While seeing most of the devastation through a helicopter, they were able to go on foot into some of the damaged areas including one of the islands along the Clearwater River.
“When your up in the air, helicopters don’t go that high but everywhere we looked it was nothing but wildfire,” said Tree Canada President Michael Rosen.
Along with a tour of the forest, a trip inside the municipality was in order. There they were shown some of the places that were hardest hit, like neighborhoods and parks. That is where they see one of the top priorities for the city.
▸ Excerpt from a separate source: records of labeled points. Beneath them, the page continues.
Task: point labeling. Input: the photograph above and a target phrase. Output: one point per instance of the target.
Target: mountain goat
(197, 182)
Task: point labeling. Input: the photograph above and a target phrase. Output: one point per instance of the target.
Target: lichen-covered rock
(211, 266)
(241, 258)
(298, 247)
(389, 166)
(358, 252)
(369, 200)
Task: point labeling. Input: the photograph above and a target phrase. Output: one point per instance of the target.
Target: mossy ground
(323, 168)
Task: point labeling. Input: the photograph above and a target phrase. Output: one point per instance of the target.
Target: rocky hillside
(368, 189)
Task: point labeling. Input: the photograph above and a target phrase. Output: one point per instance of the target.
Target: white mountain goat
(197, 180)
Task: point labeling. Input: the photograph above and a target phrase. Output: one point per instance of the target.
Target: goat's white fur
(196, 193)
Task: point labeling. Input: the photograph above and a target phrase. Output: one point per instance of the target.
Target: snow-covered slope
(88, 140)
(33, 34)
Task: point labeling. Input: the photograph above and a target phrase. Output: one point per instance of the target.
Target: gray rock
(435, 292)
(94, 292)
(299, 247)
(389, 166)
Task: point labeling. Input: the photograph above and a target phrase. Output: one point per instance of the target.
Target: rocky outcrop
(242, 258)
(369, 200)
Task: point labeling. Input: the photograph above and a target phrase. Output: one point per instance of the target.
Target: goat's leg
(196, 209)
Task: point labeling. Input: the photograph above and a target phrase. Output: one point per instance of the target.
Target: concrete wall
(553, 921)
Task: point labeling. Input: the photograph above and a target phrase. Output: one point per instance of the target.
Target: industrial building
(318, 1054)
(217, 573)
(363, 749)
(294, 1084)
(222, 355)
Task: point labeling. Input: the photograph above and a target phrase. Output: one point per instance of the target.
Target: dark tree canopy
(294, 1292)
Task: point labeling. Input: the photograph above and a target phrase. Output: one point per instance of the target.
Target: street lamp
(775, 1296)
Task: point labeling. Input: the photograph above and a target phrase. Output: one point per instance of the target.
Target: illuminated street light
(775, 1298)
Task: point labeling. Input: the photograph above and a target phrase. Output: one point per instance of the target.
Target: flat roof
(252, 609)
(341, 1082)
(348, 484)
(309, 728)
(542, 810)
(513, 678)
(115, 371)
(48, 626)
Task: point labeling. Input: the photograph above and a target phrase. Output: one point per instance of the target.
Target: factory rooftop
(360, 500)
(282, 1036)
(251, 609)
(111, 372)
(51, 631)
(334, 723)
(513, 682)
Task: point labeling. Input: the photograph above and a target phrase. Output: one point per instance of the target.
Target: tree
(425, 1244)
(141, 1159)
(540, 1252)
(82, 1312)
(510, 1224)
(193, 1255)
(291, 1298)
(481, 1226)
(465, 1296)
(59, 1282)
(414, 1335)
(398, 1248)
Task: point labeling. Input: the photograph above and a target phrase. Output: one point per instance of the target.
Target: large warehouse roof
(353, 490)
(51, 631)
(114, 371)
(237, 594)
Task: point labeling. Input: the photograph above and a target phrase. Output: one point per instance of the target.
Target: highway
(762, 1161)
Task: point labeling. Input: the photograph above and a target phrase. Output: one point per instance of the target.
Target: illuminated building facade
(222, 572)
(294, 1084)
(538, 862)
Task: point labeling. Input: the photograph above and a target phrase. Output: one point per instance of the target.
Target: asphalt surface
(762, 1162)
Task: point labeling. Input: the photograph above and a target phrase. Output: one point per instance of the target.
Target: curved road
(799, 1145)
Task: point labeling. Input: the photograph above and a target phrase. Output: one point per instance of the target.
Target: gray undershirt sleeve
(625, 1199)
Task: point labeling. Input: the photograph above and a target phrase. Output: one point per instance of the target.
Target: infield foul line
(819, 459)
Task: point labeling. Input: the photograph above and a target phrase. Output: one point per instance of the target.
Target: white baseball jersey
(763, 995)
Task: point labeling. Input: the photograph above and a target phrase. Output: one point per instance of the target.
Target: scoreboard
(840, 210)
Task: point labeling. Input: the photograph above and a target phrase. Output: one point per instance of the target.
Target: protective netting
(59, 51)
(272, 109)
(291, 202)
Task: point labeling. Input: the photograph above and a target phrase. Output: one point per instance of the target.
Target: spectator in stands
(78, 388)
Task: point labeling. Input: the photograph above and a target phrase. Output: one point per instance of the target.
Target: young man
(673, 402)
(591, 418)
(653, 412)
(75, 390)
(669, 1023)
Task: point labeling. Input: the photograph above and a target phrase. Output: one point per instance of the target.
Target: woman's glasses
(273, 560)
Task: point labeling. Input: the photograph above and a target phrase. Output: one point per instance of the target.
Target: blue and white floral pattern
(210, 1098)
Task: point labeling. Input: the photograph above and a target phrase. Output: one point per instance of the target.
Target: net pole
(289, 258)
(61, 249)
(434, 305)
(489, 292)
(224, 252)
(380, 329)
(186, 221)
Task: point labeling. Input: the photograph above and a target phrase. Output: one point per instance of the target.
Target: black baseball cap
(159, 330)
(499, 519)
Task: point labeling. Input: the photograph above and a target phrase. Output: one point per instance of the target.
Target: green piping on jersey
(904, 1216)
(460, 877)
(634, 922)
“The ones that are really disturbing are the ones closest to the people, those ones like municipal parks, the playgrounds we saw, soccer fields, those kinds of things, people’s front yards, people’s backyards those ones aren’t going to regenerate, that’s not going to regenerate naturally, that’s a classic urban forest,” said Rosen. “Those will be a big priority to us, that needs help so that’s why we’re here to see and prioritize.”
He says this will be the biggest project the organization has ever been apart of.
“We’ve never seen anything on this scale before, we plant a lot of trees every year and we plant them in places of environmental needs. We’ve planted in wildfires in the Okanagan area in B.C., we’ve planted where there has been hurricanes, Hurricane Juan in Nova Scotia, the Saguenay floods, we’ve done a lot of planting around the ice storm but this one has a different twist in that it was so extensive, over 2,000 homes lost, so ya I would say this is the biggest project we’ve ever tackled.”
The plan moving forward is to be back in September to help start with the clean up, which they believe will last the rest of the year. Only after the clean up is complete they can start worrying about bringing back a healthy tree canopy.
“The forest does regenerate itself so even in some of the natural forest around, within the town itself, I’m looking at some of those poplar’s and they’re re sprouting and some of them are six inches to a foot tall and that’s growth coming out of the roots of trees. The forest has evolved with the wildfire.”
Since 2012, Tree Canada with their ReLeaf Programs have planted 80 million trees nationwide. They are hoping to recreate a healthy tree canopy here after the wildfire covered 589, 552 hectares.